Offley and local rivals Lilley seem to have some sort of time share arrangement with Ali - in 2021 he made his highest score of the season at Offley in Lilley colours.
At a club where the majority of fielders have the girth to fill two fielding positions, and where the slip cordon of Munt, Barker and Tattersall once caused a solar eclipse, Ali is often deployed as a sort of Great Barrier Reef at short midwicket.
Like the Great Barrier Reef Ali doesn't catch much either, often preferring to deploy a boot. In fairness he has snaffled four catches in his Offley career.
Ali's batting, an assortment of biffs and blocks, is based around leisurely singles and the occasional boundary.
It is definitely not designed for pushing twos and he likes to amble between the wickets like a contented gardener keen to smell the enchanted roses in the garden of life.
Despite a career-best of 75*, Ali's average continues to hover fractionally below 15, a statistic that doesn't quite back up his conviction that he should be batting in the top four every week.
Then again, considering the shortcomings of some of his colleagues he may have a point.
Earlier in the season during the narrow 138-run defeat at Shenley, it was not Shenley opener Harold Shipman who caught the eye with 99, or the other Shenley opener who made 110, it was Ali's run-an-over 33 that made people sit up and take note.
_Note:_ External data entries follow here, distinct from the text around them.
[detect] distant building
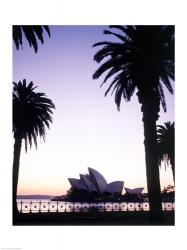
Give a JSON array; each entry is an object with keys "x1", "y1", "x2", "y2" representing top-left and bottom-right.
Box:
[
  {"x1": 68, "y1": 167, "x2": 124, "y2": 195},
  {"x1": 124, "y1": 187, "x2": 144, "y2": 201},
  {"x1": 52, "y1": 168, "x2": 145, "y2": 202},
  {"x1": 125, "y1": 187, "x2": 144, "y2": 195}
]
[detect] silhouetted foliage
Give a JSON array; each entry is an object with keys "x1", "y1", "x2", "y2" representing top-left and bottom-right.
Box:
[
  {"x1": 12, "y1": 79, "x2": 55, "y2": 216},
  {"x1": 13, "y1": 79, "x2": 55, "y2": 150},
  {"x1": 157, "y1": 121, "x2": 175, "y2": 182},
  {"x1": 93, "y1": 25, "x2": 174, "y2": 218},
  {"x1": 161, "y1": 185, "x2": 175, "y2": 202},
  {"x1": 13, "y1": 25, "x2": 50, "y2": 53},
  {"x1": 162, "y1": 184, "x2": 175, "y2": 193},
  {"x1": 93, "y1": 26, "x2": 174, "y2": 111}
]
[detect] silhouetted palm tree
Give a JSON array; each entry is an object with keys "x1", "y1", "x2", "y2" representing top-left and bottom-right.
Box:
[
  {"x1": 93, "y1": 25, "x2": 174, "y2": 218},
  {"x1": 13, "y1": 25, "x2": 50, "y2": 53},
  {"x1": 157, "y1": 121, "x2": 175, "y2": 182},
  {"x1": 13, "y1": 79, "x2": 55, "y2": 215}
]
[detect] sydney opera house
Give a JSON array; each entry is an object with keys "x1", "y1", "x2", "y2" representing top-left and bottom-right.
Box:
[
  {"x1": 52, "y1": 167, "x2": 144, "y2": 201},
  {"x1": 68, "y1": 167, "x2": 124, "y2": 195}
]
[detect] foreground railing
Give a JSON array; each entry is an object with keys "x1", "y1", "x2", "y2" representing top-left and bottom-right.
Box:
[{"x1": 17, "y1": 201, "x2": 175, "y2": 213}]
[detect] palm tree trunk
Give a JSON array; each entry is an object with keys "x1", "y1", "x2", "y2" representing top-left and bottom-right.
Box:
[
  {"x1": 142, "y1": 103, "x2": 162, "y2": 221},
  {"x1": 13, "y1": 135, "x2": 22, "y2": 217}
]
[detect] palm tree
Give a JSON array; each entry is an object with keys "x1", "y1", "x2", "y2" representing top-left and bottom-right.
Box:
[
  {"x1": 13, "y1": 79, "x2": 55, "y2": 216},
  {"x1": 13, "y1": 25, "x2": 50, "y2": 53},
  {"x1": 157, "y1": 121, "x2": 175, "y2": 182},
  {"x1": 92, "y1": 26, "x2": 174, "y2": 219}
]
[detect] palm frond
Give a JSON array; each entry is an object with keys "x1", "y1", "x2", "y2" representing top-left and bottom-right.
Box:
[
  {"x1": 13, "y1": 79, "x2": 55, "y2": 151},
  {"x1": 103, "y1": 29, "x2": 128, "y2": 42},
  {"x1": 43, "y1": 25, "x2": 51, "y2": 37},
  {"x1": 33, "y1": 26, "x2": 44, "y2": 44},
  {"x1": 94, "y1": 46, "x2": 113, "y2": 63},
  {"x1": 93, "y1": 25, "x2": 174, "y2": 112},
  {"x1": 115, "y1": 84, "x2": 124, "y2": 111},
  {"x1": 157, "y1": 121, "x2": 175, "y2": 169},
  {"x1": 109, "y1": 25, "x2": 135, "y2": 40},
  {"x1": 93, "y1": 58, "x2": 122, "y2": 79},
  {"x1": 158, "y1": 82, "x2": 167, "y2": 112},
  {"x1": 104, "y1": 75, "x2": 120, "y2": 96},
  {"x1": 13, "y1": 25, "x2": 50, "y2": 53},
  {"x1": 160, "y1": 73, "x2": 173, "y2": 94},
  {"x1": 101, "y1": 67, "x2": 122, "y2": 86}
]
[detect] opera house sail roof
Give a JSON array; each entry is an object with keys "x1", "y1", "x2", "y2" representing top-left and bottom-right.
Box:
[
  {"x1": 80, "y1": 174, "x2": 98, "y2": 192},
  {"x1": 68, "y1": 167, "x2": 124, "y2": 195},
  {"x1": 68, "y1": 178, "x2": 87, "y2": 191},
  {"x1": 125, "y1": 187, "x2": 144, "y2": 195}
]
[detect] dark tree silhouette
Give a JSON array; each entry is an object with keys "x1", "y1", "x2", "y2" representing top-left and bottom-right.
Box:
[
  {"x1": 93, "y1": 25, "x2": 174, "y2": 219},
  {"x1": 13, "y1": 25, "x2": 50, "y2": 53},
  {"x1": 13, "y1": 79, "x2": 55, "y2": 216},
  {"x1": 157, "y1": 121, "x2": 175, "y2": 182}
]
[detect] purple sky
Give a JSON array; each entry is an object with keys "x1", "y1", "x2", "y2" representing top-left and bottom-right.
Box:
[{"x1": 13, "y1": 26, "x2": 174, "y2": 195}]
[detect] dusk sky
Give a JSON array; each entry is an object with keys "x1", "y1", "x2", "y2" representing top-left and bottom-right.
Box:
[{"x1": 13, "y1": 25, "x2": 174, "y2": 196}]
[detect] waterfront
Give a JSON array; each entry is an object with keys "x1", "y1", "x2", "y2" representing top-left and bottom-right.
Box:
[{"x1": 17, "y1": 199, "x2": 174, "y2": 213}]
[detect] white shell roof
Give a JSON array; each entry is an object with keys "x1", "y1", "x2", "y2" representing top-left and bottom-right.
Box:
[
  {"x1": 80, "y1": 174, "x2": 97, "y2": 192},
  {"x1": 68, "y1": 167, "x2": 125, "y2": 195},
  {"x1": 68, "y1": 178, "x2": 87, "y2": 190},
  {"x1": 105, "y1": 181, "x2": 124, "y2": 193},
  {"x1": 88, "y1": 167, "x2": 108, "y2": 194},
  {"x1": 125, "y1": 187, "x2": 144, "y2": 195}
]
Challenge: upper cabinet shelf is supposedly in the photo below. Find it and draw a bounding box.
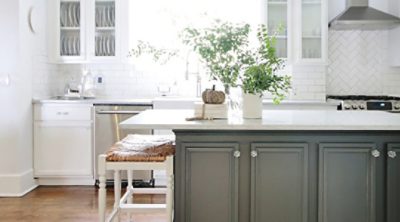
[48,0,129,64]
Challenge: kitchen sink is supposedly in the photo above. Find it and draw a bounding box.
[52,96,94,100]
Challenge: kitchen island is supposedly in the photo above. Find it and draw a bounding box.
[121,110,400,222]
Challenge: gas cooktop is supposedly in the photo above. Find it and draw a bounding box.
[326,95,400,111]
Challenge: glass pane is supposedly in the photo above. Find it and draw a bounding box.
[60,1,81,56]
[267,0,288,58]
[60,1,81,27]
[60,30,80,56]
[95,0,116,57]
[302,0,321,59]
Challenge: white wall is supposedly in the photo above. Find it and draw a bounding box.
[0,0,49,196]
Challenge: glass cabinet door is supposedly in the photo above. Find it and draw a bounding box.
[301,0,324,60]
[60,0,82,57]
[265,0,288,59]
[94,0,116,57]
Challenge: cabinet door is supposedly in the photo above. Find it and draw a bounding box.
[387,143,400,222]
[299,0,327,63]
[56,0,86,62]
[319,143,377,222]
[34,121,92,177]
[182,143,239,222]
[263,0,290,59]
[87,0,122,61]
[250,143,308,222]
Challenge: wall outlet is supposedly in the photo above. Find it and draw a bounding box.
[0,73,10,87]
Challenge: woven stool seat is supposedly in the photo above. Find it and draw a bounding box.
[98,134,175,222]
[105,134,175,162]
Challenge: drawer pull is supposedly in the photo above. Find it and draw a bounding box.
[388,151,397,159]
[56,112,69,115]
[371,149,380,158]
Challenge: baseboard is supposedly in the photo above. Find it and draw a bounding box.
[0,169,38,197]
[37,177,95,186]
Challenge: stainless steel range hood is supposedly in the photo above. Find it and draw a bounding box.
[329,0,400,30]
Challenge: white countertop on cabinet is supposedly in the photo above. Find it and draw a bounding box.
[120,109,400,131]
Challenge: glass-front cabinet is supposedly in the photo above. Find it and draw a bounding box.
[264,0,290,59]
[300,0,327,63]
[58,0,85,61]
[262,0,327,64]
[49,0,127,63]
[91,0,117,59]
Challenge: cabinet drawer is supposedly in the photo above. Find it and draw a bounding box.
[34,104,92,121]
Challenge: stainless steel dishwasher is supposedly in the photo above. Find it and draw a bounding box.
[94,104,153,186]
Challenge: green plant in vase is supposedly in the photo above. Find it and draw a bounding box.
[240,24,291,118]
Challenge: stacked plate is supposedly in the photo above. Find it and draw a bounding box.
[95,35,115,56]
[95,3,115,27]
[60,2,80,27]
[61,35,80,56]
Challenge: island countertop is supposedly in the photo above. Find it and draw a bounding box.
[120,109,400,131]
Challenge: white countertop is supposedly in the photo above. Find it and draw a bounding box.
[120,109,400,131]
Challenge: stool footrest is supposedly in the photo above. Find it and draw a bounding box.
[120,203,167,213]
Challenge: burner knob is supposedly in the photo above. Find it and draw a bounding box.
[359,104,366,110]
[394,104,400,110]
[352,105,358,110]
[343,104,351,110]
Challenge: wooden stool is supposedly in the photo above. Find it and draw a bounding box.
[98,134,175,222]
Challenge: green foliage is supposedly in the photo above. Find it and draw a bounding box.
[240,24,291,104]
[128,40,179,65]
[181,20,251,88]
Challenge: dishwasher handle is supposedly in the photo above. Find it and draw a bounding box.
[96,110,141,115]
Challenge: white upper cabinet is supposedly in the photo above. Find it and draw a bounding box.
[263,0,328,65]
[48,0,129,63]
[299,0,328,63]
[263,0,291,60]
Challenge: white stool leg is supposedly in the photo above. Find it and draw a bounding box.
[127,170,133,221]
[98,155,107,222]
[166,156,174,222]
[114,170,121,222]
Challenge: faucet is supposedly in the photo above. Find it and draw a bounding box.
[185,51,202,97]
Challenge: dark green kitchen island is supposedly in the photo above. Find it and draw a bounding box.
[121,110,400,222]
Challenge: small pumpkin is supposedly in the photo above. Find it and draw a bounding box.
[202,85,226,104]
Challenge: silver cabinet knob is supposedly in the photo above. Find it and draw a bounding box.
[388,151,397,159]
[251,151,258,158]
[233,151,241,158]
[371,149,380,158]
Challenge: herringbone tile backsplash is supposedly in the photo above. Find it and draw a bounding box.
[327,30,400,96]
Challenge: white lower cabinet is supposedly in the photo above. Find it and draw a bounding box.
[33,104,94,185]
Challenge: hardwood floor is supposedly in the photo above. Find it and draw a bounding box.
[0,186,167,222]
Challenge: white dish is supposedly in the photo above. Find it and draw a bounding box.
[106,36,110,56]
[60,3,66,26]
[99,36,102,56]
[102,6,106,27]
[77,38,80,55]
[68,3,73,27]
[60,36,65,55]
[95,7,100,26]
[76,4,80,26]
[110,5,115,27]
[95,37,99,56]
[111,35,115,55]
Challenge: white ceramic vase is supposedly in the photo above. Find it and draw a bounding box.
[242,93,262,119]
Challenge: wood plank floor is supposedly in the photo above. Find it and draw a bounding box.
[0,186,167,222]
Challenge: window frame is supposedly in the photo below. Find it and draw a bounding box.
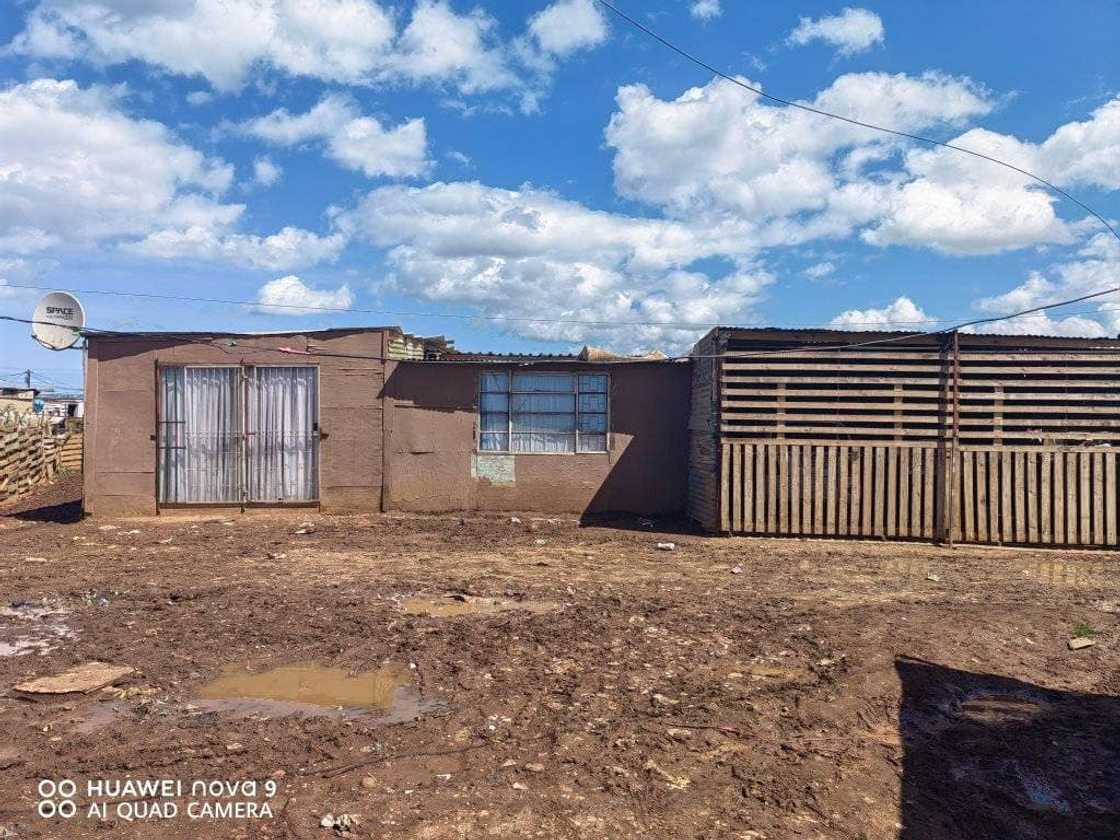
[476,369,610,455]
Bowling is his strongest suit, albeit one where he has proved that it is possible for a man with a two-step run up to bowl no balls.
Stepping up to the crease with his cap on his head, Ali fires down the darts and arrows that have helped him claim over 40 wickets for Offley.
He bagged his first five-wicket haul for the club earlier this season and is firmly established as one of Captain Dan's go-to bowlers in the quest for Saracens League relegation.